Parks! America (OTCMKTS:PRKA) held its first quarter fiscal 2026 earnings call with limited formal prepared remarks, as management said no questions were submitted in advance and no live questions were raised during the webcast.
Operator Doug Jaffe opened the call with customary disclosures, noting that management’s comments could include forward-looking statements and potential references to non-GAAP measures, with additional detail available in the company’s quarterly filings. Jaffe said the company filed its quarterly earnings release and Form 10-Q with the Securities and Exchange Commission the prior Friday, and encouraged shareholders to review the 10-Q for more complete information, including segment financial results referenced in the earnings materials.
Stock repurchase plan: no activity reported in the quarter
Gannon attributed the expected slow pace primarily to administrative and practical constraints associated with the company’s stock, describing it as illiquid and noting that some shareholders have held shares for a long time, including in physical form. He said the absence of “meaningful amounts” of repurchases early on would not indicate a lack of interest in buying back shares, but rather the time required to administer the plan compared to more liquid public companies.
Revenue recognition policy change tied to ticket redemption
Gannon also pointed to a change discussed in the company’s revenue recognition note for fiscal 2026 related to the ticket redemption window. He explained that, historically, if a ticket was purchased but not scanned at the park, revenue recognition could be delayed for up to a year because tickets were available to be redeemed anytime during the following year.
Under the updated approach, Gannon said the ticket redemption policy will be different such that tickets are “not just available to be redeemed for a whole year.” He characterized the accounting impact as likely “a really small item,” and said the change should simplify accounting. He noted that most tickets are purchased and used promptly—scanned on entry—at which point revenue is recognized in the normal course.
Marketing-related staffing expected to lift personnel costs
In additional remarks near the end of the call, Gannon said the company expects higher expenses in personnel costs tied to planned salary additions in marketing. He described the increase as involving “two to three people” and said it was the first quarter in which this change appeared in personnel costs.

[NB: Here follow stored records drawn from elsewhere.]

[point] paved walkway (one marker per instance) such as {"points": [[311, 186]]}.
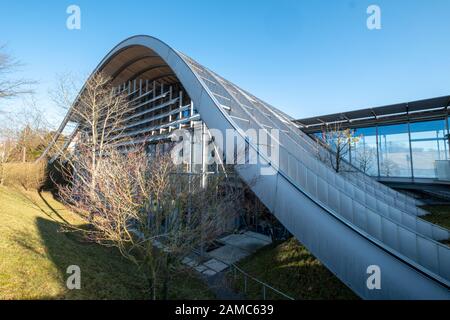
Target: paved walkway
{"points": [[233, 248]]}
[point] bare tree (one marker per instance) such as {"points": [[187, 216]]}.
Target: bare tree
{"points": [[151, 210], [337, 142], [8, 143], [10, 87]]}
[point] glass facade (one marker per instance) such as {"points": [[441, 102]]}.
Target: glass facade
{"points": [[406, 150]]}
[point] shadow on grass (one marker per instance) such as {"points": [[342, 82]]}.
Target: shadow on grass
{"points": [[104, 273]]}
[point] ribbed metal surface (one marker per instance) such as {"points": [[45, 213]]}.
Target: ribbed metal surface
{"points": [[349, 222]]}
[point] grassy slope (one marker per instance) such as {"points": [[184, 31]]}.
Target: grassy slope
{"points": [[34, 256], [439, 215], [290, 268]]}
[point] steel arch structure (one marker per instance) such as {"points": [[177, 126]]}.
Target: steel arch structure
{"points": [[349, 222]]}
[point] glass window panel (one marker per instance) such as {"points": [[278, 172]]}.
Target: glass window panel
{"points": [[364, 151], [428, 144], [395, 160]]}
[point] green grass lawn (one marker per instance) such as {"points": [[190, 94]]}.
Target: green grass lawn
{"points": [[440, 215], [34, 256], [290, 268]]}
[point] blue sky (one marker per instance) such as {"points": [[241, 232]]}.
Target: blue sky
{"points": [[307, 57]]}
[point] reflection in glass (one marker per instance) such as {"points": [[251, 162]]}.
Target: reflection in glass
{"points": [[428, 144], [395, 159], [364, 152]]}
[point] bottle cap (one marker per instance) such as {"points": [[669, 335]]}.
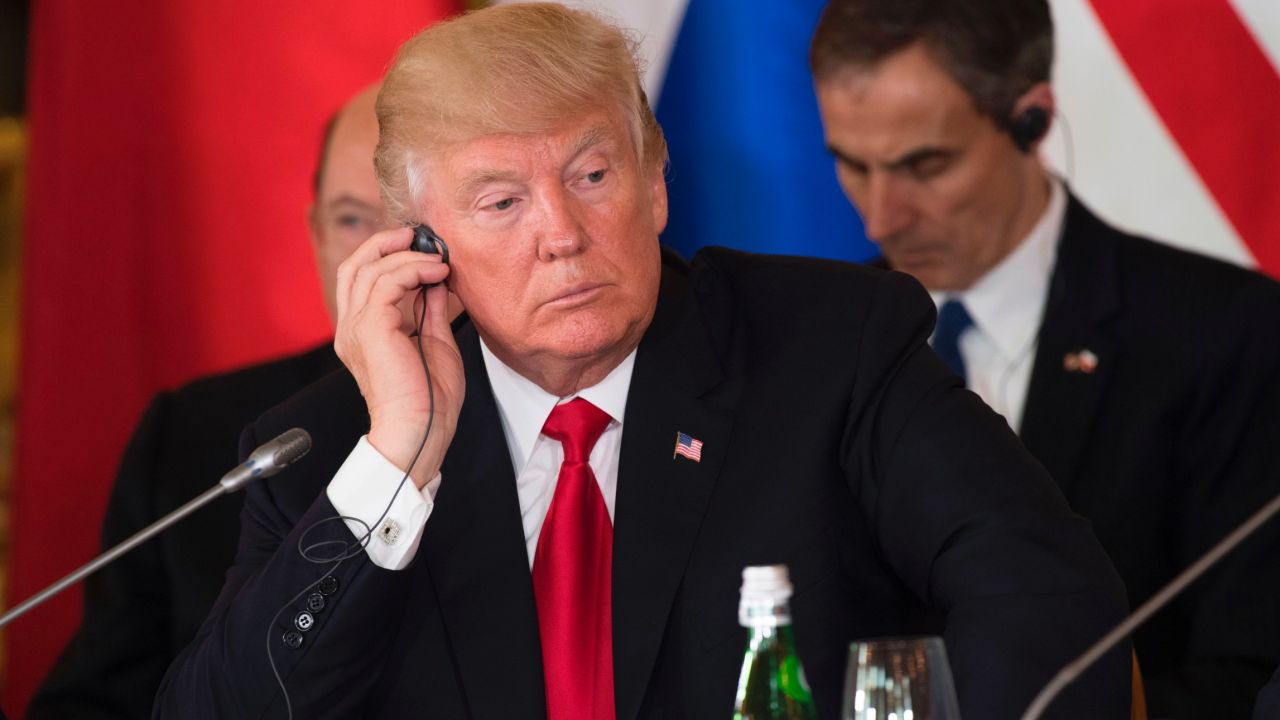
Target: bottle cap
{"points": [[766, 583]]}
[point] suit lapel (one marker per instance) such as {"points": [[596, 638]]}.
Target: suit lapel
{"points": [[661, 496], [1075, 350], [474, 547]]}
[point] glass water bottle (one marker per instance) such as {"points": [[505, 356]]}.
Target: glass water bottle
{"points": [[772, 684]]}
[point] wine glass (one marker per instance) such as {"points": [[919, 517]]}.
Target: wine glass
{"points": [[899, 679]]}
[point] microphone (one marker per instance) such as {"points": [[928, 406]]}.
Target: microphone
{"points": [[1074, 669], [269, 459]]}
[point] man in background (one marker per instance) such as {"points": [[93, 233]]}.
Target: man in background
{"points": [[664, 425], [1146, 379], [142, 609]]}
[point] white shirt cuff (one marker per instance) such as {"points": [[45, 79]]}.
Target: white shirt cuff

According to Gannon, the employees will support marketing activities such as events, social media, and graphic design, and will work across all three of the company’s parks. He emphasized that these costs are allocated to the parks and reflected in segment income, as presented in the company’s reporting.
Gannon did not provide guidance on whether the additional personnel costs would affect margins as a percentage of sales, saying that would depend on sales performance. However, he said the company expects personnel costs to be higher in dollar terms during the year as these additional full-time employees are added and shared across the parks. He described this as a notable change, adding that the company previously did not have personnel expenses of this type spanning all three parks.
Weather commentary: holiday benefit, near-term disruptions expected
Gannon also referenced weather as a factor, noting that conditions were “particularly good” during the week of Christmas. He said he did not view weather as a major driver, but suggested it could have mattered by “a couple % of sales” at each park.
To assess the scale of weather’s impact, Gannon suggested comparing the company’s performance to larger peers in theme parks and attractions that may discuss weather in their own results. He reasoned that because Parks! America operates three parks in three different states, broader industry trends could help indicate whether weather was a significant factor.
Looking to the current quarter, Gannon said adverse weather would likely be a headwind, referencing ice storms and park closures. He said this would not be a surprise and noted that the period is typically a slow time of year for the company. He added that there could be a couple of weeks with “barely any sales,” and said investors should be prepared for that seasonal pattern.
With no questions from participants, the call concluded after management’s brief updates.
About Parks! America (OTCMKTS:PRKA)
Parks! America, Inc, through its subsidiaries, engages in acquiring, developing, and operating local and regional theme parks and attractions in the United States. The company owns and operates three Wild Animal Safari theme parks located in Pine Mountain, Georgia; Strafford, Missouri; and Bryan/College Station, Texas. The company was formerly known as Great American Family Parks, Inc and changed its name to Parks! America, Inc in June 2008. Parks! America, Inc is based in Pine Mountain, Georgia.